We live in a time were traditional worldviews are heavily scrutinised and scientific theories are taken as ‘scientific fact’ and absolute. However any sincere scientist can tell you that science can help us understand how the world works and stops at that. Science is also subject to scrutiny and is eventually revised due to new evidence as history has proven time and time again. If Muslims feel pressured into thinking that they have to choose between scientific conclusions and Quranic verses then they shouldn’t. As Muslims we shouldn’t assume we know everything with our limited human knowledge, instead we should remember that Allah is Al-Aleem, the All-knowing. However we should not think that the Quran is a book of science. The Quran can highlight things that can be understood and verified with the naked eye but it does not explain scientific details. Allah mentions these phenomenons that occur in the natural world in order to show us that there is a metaphysical power at work and that there is wisdom behind it.
Muslims shouldn’t explicitly deny scientific conclusions, rather they should accept them as a model or framework that works for now and is probably subject to change over time, and Muslims should accept revelational truths as apart of one’s belief. We should have a balanced approach with accepting science and let the evidence speak for itself. If scientific conclusions and revelation cannot be reconciled then you do not have to accept the scientific conclusion. Remember science can change. Muslims shouldn’t feel pressured to believe in what mainstream thinkers, atheists and scientists say what is and what isn’t true.

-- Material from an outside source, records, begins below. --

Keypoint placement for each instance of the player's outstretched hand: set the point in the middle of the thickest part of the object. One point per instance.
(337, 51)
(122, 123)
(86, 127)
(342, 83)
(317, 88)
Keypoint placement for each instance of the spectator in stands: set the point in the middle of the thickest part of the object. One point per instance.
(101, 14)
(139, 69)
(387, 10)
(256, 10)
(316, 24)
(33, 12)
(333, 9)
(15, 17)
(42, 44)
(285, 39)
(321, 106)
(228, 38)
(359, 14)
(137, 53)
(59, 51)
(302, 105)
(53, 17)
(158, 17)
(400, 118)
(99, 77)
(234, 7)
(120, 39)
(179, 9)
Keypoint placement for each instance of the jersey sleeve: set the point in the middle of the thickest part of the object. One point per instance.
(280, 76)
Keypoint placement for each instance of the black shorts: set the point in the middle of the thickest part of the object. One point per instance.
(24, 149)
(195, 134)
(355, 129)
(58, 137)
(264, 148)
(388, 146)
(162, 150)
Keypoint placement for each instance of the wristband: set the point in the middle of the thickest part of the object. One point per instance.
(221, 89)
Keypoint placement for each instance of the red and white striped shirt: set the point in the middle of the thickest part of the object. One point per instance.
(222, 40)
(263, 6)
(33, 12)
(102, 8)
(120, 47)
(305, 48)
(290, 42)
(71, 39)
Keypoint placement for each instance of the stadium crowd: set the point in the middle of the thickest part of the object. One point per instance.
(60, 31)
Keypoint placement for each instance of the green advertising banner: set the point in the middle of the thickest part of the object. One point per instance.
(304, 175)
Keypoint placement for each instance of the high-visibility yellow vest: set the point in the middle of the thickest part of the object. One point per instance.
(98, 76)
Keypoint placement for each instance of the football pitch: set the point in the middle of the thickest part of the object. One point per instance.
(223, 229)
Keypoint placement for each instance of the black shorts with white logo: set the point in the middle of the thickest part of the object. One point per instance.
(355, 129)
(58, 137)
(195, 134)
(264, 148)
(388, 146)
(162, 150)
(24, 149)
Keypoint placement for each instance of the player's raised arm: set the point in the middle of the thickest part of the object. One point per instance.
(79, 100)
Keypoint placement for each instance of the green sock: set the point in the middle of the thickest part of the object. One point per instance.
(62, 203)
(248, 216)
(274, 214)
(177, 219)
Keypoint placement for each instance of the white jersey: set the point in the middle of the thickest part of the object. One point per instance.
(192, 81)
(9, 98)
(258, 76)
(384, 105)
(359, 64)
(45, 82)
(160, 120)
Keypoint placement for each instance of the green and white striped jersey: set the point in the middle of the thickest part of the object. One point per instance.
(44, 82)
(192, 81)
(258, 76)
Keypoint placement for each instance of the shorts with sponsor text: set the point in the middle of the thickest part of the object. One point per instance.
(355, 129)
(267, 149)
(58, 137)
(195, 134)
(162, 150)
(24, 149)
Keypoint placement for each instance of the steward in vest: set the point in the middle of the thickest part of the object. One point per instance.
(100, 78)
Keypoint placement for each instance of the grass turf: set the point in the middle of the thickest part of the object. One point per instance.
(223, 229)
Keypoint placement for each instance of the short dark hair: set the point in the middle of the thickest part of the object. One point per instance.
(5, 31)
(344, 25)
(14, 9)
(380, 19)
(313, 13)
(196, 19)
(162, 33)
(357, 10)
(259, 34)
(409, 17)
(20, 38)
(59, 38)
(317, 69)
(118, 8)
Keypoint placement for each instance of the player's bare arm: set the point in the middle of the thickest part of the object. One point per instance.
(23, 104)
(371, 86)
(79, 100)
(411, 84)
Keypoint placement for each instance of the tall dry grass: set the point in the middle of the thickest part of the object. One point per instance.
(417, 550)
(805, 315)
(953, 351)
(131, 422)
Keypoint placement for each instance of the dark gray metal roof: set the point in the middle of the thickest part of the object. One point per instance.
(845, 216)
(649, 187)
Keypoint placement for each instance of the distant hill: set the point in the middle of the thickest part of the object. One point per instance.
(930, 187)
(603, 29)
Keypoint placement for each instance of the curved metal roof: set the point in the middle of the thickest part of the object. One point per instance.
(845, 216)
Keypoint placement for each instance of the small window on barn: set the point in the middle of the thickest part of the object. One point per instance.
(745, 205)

Science is a wonderful endeavour and more Muslims should partake in it just as those Muslims did in the past. However, it’s conclusions should not be treated as the ultimate everlasting truth and we must recognise that it cannot answer all our questions nor can it be used to disprove the existence of a God.
Ghlian, M. (2019). Reason, Empiricism, & God Of The Gaps. [online] Mohamed Ghilan. Available at: https://mohamedghilan.com/2012/07/29/reason-empiricism-god-of-the-gaps/ [Accessed 18 Sep. 2019].
Tzortzis, H. (2016). Divine reality. 1st ed. FB Publishing, p.22.